Get past the noise. When things get uncomfortable, noise happens. I was in a class the other night where we were doing some difficult exercises. We were holding a certain position for quite some time when I noticed noise enter my thinking. It was loud and uncomfortable and all I wanted was for it to stop. My response was a quick shift for instant relief and for what I thought a better feeling. I am sure the instructor noticed my constant "relief" motions to the exercises because she addressed the whole class to what I was doing/feeling. I kept giving in to the noise, or the hard exercises. Instead of battling them head on and getting through the...well it was pure pain, I gave up. There is no way I can gain strength or even an appreciation for what I'm doing if I continue to stop working through the noise.

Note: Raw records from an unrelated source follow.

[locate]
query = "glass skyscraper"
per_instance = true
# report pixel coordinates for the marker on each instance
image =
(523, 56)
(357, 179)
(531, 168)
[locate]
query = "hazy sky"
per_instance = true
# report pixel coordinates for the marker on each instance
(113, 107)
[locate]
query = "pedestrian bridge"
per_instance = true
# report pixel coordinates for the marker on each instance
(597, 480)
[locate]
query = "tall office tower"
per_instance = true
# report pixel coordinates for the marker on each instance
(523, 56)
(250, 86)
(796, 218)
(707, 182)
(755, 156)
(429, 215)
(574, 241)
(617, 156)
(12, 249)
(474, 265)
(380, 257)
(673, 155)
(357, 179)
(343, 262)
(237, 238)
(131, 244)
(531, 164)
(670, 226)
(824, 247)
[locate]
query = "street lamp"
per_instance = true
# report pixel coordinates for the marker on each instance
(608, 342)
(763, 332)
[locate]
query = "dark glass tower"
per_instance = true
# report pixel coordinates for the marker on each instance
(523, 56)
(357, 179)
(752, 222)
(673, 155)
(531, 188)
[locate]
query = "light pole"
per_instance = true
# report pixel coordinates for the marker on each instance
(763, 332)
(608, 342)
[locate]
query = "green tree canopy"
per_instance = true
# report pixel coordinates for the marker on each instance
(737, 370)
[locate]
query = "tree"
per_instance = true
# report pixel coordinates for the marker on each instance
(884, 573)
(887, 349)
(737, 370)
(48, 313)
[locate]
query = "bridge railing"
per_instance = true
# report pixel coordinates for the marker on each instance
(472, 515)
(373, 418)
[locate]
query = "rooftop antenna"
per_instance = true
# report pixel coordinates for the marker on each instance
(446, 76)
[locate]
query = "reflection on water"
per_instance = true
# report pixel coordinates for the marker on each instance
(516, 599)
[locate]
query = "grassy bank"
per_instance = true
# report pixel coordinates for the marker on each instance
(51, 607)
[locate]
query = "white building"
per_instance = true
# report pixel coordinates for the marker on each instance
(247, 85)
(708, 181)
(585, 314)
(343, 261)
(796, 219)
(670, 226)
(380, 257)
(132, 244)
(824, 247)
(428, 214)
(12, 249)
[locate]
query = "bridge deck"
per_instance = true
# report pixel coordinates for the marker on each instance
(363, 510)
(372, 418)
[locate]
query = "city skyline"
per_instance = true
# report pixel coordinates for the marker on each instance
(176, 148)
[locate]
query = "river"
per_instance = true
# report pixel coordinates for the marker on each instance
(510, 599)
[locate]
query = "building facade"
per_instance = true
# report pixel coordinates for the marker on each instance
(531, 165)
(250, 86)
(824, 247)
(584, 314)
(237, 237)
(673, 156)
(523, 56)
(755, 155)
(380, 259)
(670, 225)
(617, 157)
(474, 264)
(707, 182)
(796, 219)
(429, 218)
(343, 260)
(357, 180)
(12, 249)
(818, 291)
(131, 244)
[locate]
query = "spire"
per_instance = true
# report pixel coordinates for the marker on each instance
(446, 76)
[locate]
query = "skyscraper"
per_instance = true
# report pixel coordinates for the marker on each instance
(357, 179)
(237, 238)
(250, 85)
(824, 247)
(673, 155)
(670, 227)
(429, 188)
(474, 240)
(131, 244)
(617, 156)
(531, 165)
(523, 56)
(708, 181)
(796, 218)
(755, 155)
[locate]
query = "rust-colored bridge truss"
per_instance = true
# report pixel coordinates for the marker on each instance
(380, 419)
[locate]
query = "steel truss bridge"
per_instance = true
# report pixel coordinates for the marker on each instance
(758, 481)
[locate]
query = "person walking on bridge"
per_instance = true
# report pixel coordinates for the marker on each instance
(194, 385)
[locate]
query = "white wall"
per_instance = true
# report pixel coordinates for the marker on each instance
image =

There's always going to be noise whether it's in the form of a difficult exercise, a crying kid, a demanding husband, a co-worker that always brings your favorite dessert or a huge mortgage payment. Whatever the form, we live in a noisy world.

Monday, October 5, 2009

Fact!

Here's the fact...
"People who worked out more than 100 days throughout the year had a 30 percent reduction in sick days." Training, Feb 2008

Here's my addition....
I've gone over a year (knock on wood) without being sick at all. Haven't even had a tiny cold. My thought, who needs a flu vaccine if they have a healthy immune system already? Go out and by some chewable vitamin C. That's been my trick for over a year. 500mg a day faithfully and 1000mg per day if I feel like something's coming on. It's not any technical advice, just something that's worked for me. I think it's pretty awesome considering my husband is in and out of doctor's every single day and I'm in germ infested gyms most days of the week. Even when my hubby got sick last year, I didn't I just upped my vitamin C dosage when he was feeling bad.

Happy winter months ahead!!

PS-I'm sure I've just doomed myself by bragging about how I haven't been sick in the past year. Goodness I hope not but isn't that how it typically works out?!